Rick and I found this very colorful and artsy spider in the backyard yesterday afternoon. She is a Banded Garden Spider, but we just call her Spiderlady. She is formidable looking, but don't be afraid--she eats tons of insects and is harmless to humans. The first time I ever noticed one of these spiders was in 1990...the first autumn in our first house. That spider had spun a huge orbed web between two beautiful Chrysanthemum plants. It was also September, and I remember it very clearly because she gave me quite a fright--the kind of fright that causes the creep-out meter to run high, thus branding the image in your brain forever. Her bright yellow and black striped body was so well camouflaged I didn't see her until I was eye level and only about four inches from her abdomen. Yikes! I backed away quickly (I was on my knees planting something in a garden bed), but immediately came back to study her. I was amazed at her vibrant yellow color and the red spinnerets on her abdomen. I had no idea what kind of spider she was because I knew nothing about spiders, but I remember "red on the abdomen can't be good" went through my mind. Way back then the Internet wasn't quite as bloggy as it is today, so I couldn't just hop on and type "Ohio spider with a yellow, black and white striped body" in Google, but I did have a National Audubon Society Field Guide to Insects and Spiders (1980) and found the Black and Yellow Argiope (Argiope aurantia) looked a lot like our spider. After hopping around on the Internet today, I think Spiderlady is a cousin of that first spider and is a Banded Garden Spider (Argiope trifasciata).

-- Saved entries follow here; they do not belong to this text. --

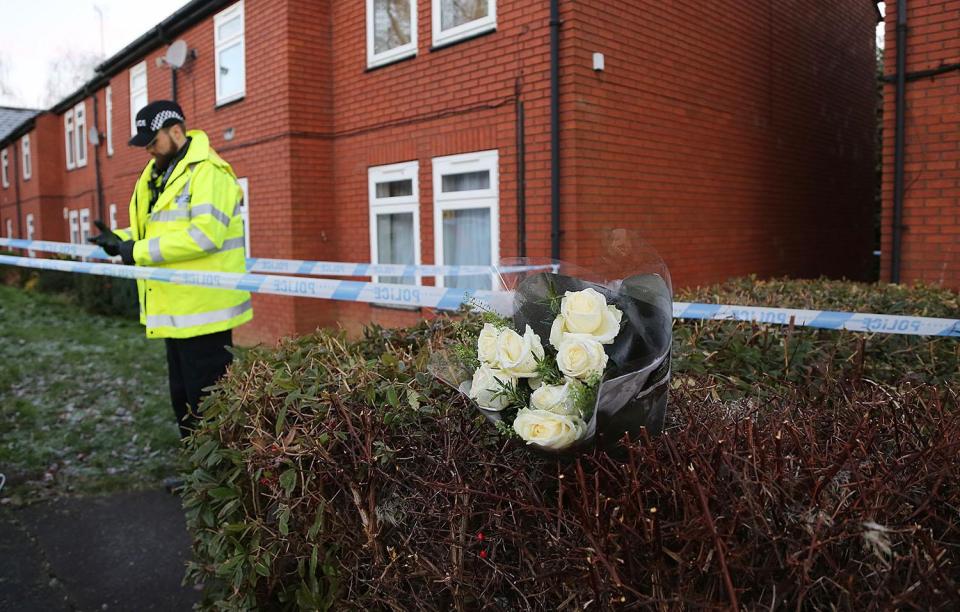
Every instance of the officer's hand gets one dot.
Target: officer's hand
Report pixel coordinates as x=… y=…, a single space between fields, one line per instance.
x=126 y=252
x=107 y=240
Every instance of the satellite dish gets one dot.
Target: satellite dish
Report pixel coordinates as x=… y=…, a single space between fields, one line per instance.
x=177 y=54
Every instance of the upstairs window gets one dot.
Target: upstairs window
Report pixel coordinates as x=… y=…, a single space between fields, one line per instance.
x=391 y=31
x=455 y=20
x=80 y=125
x=27 y=158
x=138 y=93
x=70 y=137
x=229 y=62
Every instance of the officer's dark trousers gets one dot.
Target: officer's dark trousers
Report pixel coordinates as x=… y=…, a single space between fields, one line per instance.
x=195 y=363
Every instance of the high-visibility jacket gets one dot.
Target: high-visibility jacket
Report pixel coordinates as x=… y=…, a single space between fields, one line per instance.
x=195 y=224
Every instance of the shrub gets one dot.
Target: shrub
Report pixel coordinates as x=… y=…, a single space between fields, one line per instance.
x=330 y=473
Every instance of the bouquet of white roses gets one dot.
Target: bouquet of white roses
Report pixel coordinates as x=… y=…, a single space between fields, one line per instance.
x=578 y=359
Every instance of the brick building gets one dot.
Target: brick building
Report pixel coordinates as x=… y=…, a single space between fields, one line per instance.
x=736 y=138
x=925 y=244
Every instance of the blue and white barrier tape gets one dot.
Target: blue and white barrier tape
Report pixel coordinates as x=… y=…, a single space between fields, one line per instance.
x=352 y=291
x=822 y=319
x=290 y=266
x=499 y=301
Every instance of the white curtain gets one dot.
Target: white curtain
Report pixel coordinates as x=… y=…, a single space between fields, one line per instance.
x=466 y=242
x=395 y=244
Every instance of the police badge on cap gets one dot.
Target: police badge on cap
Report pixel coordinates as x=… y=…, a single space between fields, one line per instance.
x=152 y=118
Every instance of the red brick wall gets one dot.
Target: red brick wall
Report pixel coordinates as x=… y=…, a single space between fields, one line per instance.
x=931 y=207
x=446 y=101
x=736 y=137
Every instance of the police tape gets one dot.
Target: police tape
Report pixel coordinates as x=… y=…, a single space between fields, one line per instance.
x=292 y=266
x=821 y=319
x=441 y=298
x=499 y=301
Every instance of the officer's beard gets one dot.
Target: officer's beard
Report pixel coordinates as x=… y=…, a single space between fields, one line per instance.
x=160 y=162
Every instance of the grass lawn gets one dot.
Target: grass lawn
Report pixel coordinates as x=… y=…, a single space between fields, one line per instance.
x=84 y=405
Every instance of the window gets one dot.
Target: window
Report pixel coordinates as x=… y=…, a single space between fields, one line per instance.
x=455 y=20
x=74 y=227
x=466 y=222
x=80 y=126
x=138 y=93
x=245 y=213
x=391 y=30
x=30 y=233
x=70 y=149
x=395 y=218
x=84 y=225
x=109 y=110
x=230 y=68
x=27 y=158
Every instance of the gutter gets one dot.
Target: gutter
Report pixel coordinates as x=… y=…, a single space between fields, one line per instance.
x=555 y=129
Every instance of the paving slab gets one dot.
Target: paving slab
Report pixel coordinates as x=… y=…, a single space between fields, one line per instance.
x=126 y=551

Hanging upside down, this female Banded Garden Spider is eye-catching--but only if you "see" her. I was standing about 4 feet from her web for a while before she finally materialized. The broken black bands of bright yellow, black and white on her abdomen are classic camouflage, and they really work.
She really is an artsy little spider with beautiful markings, although little is probably not the right word. She's pretty big. The male is significantly smaller and not nearly as pretty.
...and let's go in for a close-up. She looks velvety soft and furry, but I don't think "cuddly" is going to come out of anyone's mouth!
Spiderlady takes the usual form of an X so that it looks like she has only four legs. You can also see the beginning of typical web decorations called stabilimenta.
I just went out to check on our Spiderlady and she's still there. I hope she stays around for a while. It would be cool to capture her spinning her prey up in silk.